Report on Alumni Working Together Scheme


Harry Madden has worked with Professor Kaufman on our Alumni Working Together Scheme. Here's what he had to say about it:

As part of MPW’s “Alumni Working Together” scheme, I was given the opportunity to work with Professor Jim Kaufman at the Department of Pathology at Cambridge University’s Downing Site. Professor Kaufman and his team are studying the co-evolution between genes of the chicken Major Histocompatibility Complex (hereon in referred to as the MHC or MHC). His team are also studying the effect of single dominantly-expressed Class I and class II molecules on the cells and receptors which recognise them, and the sequence of polymorphism, peptide-binding and expression level on disease resistance, vaccine response and other phenomena at an individual and population-wide level. Professor Kaufman and his team are in constant communication with scientists all across the world, from Harvard to Copenhagen.

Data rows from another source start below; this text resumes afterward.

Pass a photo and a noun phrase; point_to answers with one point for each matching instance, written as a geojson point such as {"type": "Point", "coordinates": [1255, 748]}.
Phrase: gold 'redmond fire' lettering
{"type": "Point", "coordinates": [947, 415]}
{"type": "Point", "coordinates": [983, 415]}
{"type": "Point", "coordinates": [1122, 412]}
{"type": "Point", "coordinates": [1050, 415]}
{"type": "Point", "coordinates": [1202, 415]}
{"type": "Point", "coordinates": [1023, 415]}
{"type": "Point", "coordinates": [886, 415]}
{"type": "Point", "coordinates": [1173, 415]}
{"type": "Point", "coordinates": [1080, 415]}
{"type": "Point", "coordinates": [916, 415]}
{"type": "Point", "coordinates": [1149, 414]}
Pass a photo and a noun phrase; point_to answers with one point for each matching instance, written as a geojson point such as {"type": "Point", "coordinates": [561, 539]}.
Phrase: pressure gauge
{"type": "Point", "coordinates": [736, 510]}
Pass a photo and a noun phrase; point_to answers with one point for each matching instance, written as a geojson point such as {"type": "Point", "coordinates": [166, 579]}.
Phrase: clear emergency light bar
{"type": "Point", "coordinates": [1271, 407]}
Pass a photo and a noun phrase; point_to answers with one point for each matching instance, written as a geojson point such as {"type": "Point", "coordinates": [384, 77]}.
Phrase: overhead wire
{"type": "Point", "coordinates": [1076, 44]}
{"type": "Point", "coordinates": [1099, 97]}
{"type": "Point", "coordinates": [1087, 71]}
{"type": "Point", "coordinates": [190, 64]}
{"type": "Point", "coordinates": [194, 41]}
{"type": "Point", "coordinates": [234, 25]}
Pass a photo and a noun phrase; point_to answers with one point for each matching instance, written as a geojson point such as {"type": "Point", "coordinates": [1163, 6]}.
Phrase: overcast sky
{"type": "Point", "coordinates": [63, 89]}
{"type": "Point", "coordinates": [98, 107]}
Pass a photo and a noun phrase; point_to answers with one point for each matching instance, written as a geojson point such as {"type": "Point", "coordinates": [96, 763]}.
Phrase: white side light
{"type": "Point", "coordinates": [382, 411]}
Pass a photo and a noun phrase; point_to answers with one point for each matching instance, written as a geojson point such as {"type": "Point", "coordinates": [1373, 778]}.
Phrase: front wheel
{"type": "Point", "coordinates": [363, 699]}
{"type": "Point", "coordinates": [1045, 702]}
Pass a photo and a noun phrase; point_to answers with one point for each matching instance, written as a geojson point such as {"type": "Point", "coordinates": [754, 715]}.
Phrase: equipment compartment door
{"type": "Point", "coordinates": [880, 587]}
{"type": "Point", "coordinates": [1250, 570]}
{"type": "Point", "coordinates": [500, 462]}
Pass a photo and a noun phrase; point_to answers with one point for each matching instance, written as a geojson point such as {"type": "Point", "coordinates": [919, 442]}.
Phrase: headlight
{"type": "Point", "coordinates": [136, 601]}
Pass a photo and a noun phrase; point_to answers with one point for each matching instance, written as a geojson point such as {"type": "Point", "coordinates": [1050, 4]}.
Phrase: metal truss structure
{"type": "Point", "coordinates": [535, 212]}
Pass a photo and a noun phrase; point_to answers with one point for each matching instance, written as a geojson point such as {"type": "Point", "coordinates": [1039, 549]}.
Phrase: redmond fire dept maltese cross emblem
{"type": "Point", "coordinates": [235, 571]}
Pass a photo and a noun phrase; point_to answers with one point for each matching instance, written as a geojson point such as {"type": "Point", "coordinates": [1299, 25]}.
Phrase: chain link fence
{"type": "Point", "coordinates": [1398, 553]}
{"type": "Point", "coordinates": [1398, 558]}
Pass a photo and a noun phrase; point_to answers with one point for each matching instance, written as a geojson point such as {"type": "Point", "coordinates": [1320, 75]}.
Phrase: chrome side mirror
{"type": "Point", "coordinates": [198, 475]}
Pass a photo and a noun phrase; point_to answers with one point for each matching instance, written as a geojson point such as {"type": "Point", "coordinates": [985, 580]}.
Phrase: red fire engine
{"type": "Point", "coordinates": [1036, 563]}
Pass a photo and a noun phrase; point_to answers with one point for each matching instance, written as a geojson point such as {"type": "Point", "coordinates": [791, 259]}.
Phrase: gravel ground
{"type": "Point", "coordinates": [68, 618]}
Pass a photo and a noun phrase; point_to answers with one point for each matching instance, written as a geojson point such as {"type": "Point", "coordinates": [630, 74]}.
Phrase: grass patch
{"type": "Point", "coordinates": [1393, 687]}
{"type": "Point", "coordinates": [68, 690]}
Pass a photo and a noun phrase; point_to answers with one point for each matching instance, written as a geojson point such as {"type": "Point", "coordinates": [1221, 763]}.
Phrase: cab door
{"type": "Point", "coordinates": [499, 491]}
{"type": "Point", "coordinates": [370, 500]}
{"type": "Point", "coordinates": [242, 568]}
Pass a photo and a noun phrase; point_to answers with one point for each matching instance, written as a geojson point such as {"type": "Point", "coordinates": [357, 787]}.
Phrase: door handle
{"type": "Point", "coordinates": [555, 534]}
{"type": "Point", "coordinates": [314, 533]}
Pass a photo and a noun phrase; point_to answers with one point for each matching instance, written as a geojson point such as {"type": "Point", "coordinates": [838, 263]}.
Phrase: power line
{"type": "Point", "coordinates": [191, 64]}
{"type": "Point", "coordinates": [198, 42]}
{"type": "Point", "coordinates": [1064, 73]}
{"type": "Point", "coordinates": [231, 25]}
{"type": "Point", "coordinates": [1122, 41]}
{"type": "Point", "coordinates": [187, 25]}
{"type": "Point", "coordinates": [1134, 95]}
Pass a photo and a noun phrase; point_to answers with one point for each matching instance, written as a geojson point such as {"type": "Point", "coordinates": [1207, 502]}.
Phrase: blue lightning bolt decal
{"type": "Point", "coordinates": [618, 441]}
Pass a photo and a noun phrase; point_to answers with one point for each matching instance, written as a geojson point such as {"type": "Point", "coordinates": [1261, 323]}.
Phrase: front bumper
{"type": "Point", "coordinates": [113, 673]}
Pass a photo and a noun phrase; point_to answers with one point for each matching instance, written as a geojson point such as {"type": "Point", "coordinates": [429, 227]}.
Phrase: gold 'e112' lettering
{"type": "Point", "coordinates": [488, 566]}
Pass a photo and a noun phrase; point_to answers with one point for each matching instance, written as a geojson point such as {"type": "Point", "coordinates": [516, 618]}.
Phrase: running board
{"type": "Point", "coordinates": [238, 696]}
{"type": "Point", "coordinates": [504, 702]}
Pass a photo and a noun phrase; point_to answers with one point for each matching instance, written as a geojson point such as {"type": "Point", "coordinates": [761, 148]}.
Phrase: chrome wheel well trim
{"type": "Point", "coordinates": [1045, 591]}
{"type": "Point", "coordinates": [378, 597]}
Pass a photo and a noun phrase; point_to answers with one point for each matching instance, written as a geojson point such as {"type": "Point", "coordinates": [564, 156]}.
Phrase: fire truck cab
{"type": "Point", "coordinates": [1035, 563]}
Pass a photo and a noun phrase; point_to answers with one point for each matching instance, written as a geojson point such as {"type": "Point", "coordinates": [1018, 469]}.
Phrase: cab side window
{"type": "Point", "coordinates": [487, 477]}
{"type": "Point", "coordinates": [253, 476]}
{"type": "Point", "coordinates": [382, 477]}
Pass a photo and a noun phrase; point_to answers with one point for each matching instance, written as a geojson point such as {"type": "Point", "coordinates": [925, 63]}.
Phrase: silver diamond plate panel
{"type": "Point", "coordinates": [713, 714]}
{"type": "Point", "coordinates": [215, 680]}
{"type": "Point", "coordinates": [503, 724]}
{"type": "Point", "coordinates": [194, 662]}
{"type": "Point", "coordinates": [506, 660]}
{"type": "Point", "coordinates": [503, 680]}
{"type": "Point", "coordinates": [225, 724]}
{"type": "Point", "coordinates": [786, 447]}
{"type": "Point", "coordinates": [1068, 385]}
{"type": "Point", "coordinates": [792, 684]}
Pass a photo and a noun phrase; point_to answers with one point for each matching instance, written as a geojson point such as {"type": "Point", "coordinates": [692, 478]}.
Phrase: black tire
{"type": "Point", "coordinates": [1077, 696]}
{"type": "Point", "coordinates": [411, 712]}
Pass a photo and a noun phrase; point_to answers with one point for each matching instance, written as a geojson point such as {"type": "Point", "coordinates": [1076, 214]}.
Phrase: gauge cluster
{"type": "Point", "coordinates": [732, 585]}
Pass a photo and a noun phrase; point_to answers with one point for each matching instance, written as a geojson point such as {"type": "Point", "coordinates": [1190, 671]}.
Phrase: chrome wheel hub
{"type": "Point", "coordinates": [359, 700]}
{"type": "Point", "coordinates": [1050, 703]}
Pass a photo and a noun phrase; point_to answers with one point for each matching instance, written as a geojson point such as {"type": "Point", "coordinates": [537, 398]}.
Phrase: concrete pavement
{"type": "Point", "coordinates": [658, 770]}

For an aspiring Biomedical Sciences student, this was an incredible opportunity, and one that I could not afford to pass up. After a short chain of emails between myself and Professor Kaufman he invited me to attend one of his weekly lab meetings. At this meeting I met his team and watched a presentation given by one of Professor Kaufman’s Lebanese counterparts, Samer Halabi. This incredibly detailed talk threw me into a frenzy of asking questions, the most common of these being “why?” Despite my inevitably irritating curiosity Professor Kaufman invited me to the Department of Pathology on a weekly basis to work with one of his PhD students, Daniel Wise.

This was the first time I would be putting on a lab coat outside of A level Chemistry lessons and I eagerly awaited the following Monday. I was immediately thrown into the deep end of Daniel’s research, helping him to make gels to size separate a Polymerase Chain Reaction, and learning about the importance of electrophoresis in this process. Working with Daniel and helping him to prepare live tissue cultures helped me to understand the level of precision that is really required of a student when working in a laboratory. I will continue to work with Daniel and Professor Kaufman over the coming weeks and months.

Overall, I am extremely thankful for the opportunity given to me by the “Alumni Working Together” scheme. It has helped me to appreciate the level of work done in a real laboratory environment and has strengthened my desire to study Biomedical Sciences at degree level.